I use cat food, but it's not the main part of the diet. For my RF and YF tortoises once week I soak Purina Pro Plan dry cat food until it's soft. For my box turtles, since I have cats and opening a can of food isn't wasteful, I pour off the juice/gravy from a can of cat food and mix the greens/veggies/fruit with the cat food juice. Since I'm only using it for scent, it doesn't matter if it's good quality or not.


----------



## Kapidolo Farms (Nov 19, 2018)

I use the organic no grains wet cat food from Costco. For red-foots, forest hinge-backs, and Manouria.
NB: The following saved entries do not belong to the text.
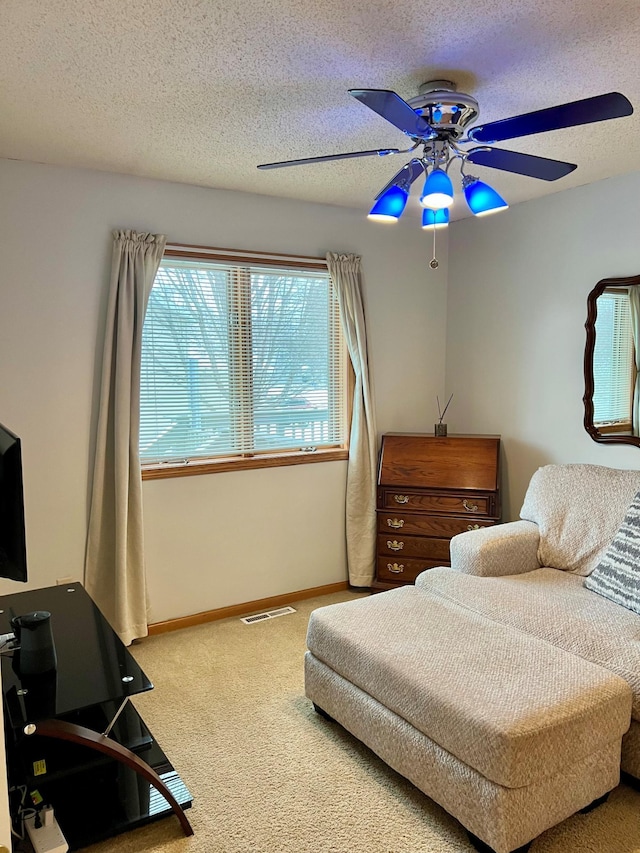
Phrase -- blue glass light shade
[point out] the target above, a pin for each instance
(390, 206)
(435, 219)
(483, 199)
(438, 191)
Like many foods people see the animal likes it and then overfeeds the food item. I also feed hard-boiled egg. 

It's all about moderation.


----------



## Pastel Tortie (Nov 30, 2018)

I'm glad all of you specified what species your answers apply to. @Eggsy mentioned box turtles, @Yvonne G mentioned redfoot and yellowfoot tortoises, and @Will mentioned redfoots, forest hinge-backs, and Manouria tortoises. 

@Eggsy - My thoughts are that you just have to read labels, unless you are using the juice only for smell and flavor like Yvonne does. 
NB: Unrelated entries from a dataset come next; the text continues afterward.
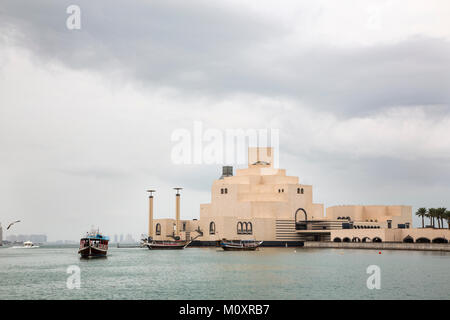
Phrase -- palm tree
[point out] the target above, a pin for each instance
(421, 212)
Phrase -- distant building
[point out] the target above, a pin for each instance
(36, 238)
(129, 239)
(261, 202)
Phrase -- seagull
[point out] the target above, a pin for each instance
(12, 224)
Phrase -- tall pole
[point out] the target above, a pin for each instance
(177, 199)
(150, 214)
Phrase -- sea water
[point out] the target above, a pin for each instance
(210, 273)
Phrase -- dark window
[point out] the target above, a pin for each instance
(249, 228)
(239, 227)
(212, 228)
(244, 227)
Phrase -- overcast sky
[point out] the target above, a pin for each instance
(360, 91)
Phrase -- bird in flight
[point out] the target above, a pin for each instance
(12, 224)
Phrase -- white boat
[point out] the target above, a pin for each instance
(26, 245)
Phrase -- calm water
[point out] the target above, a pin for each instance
(209, 273)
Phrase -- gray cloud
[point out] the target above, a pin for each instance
(207, 49)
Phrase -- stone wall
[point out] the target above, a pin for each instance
(380, 245)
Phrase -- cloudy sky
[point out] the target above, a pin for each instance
(360, 91)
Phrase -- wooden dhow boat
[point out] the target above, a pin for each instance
(167, 245)
(246, 245)
(94, 244)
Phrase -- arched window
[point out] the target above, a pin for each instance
(244, 227)
(249, 228)
(408, 239)
(212, 228)
(239, 227)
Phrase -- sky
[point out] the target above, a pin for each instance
(359, 91)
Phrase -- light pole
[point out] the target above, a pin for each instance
(150, 215)
(177, 199)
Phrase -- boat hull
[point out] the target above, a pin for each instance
(89, 251)
(167, 245)
(230, 246)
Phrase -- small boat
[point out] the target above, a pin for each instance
(94, 244)
(246, 245)
(26, 245)
(167, 245)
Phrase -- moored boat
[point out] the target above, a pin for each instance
(167, 245)
(94, 244)
(240, 245)
(27, 245)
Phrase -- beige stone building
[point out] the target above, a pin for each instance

For context, there's a recipe for a feeder cricket diet, based largely on dry cat food, online at www.anapsid.org. Any reptile consuming a feeder insect ingests whatever that insect is gutloaded with, along with the insect. 
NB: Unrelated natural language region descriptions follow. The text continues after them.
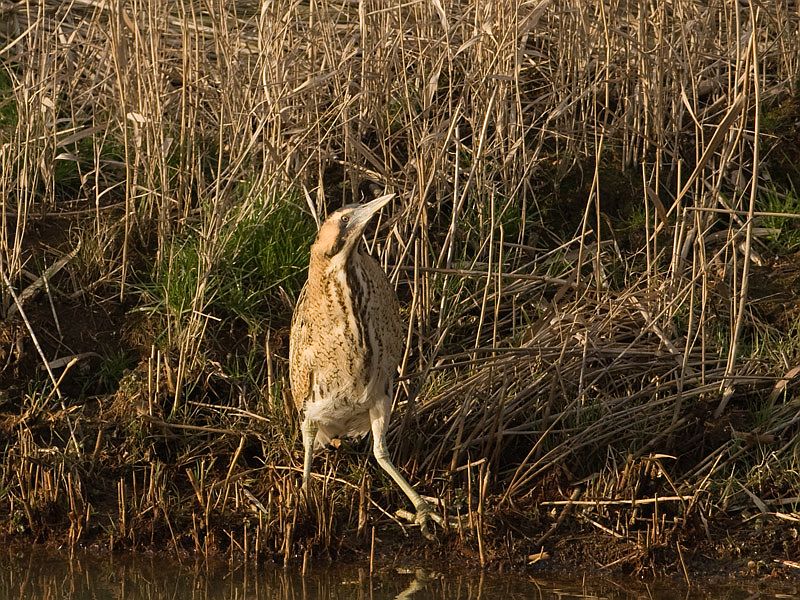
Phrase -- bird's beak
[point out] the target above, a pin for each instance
(362, 214)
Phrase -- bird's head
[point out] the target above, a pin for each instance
(342, 230)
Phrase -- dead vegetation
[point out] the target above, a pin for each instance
(596, 254)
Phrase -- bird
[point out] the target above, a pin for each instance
(345, 345)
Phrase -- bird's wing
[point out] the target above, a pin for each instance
(300, 372)
(388, 310)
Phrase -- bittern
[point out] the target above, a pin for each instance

I'm probably asking a loaded question here, but (other than moisture), is there really that much difference between wet and dry cat food? (I know a lot about cats, but I don't know that particular answer.)


----------



## Tim Carlisle (Nov 30, 2018)

Years ago they sold a can of soft turtle food specifcally for box turtles. I used to mix that with a little dry cat food.


----------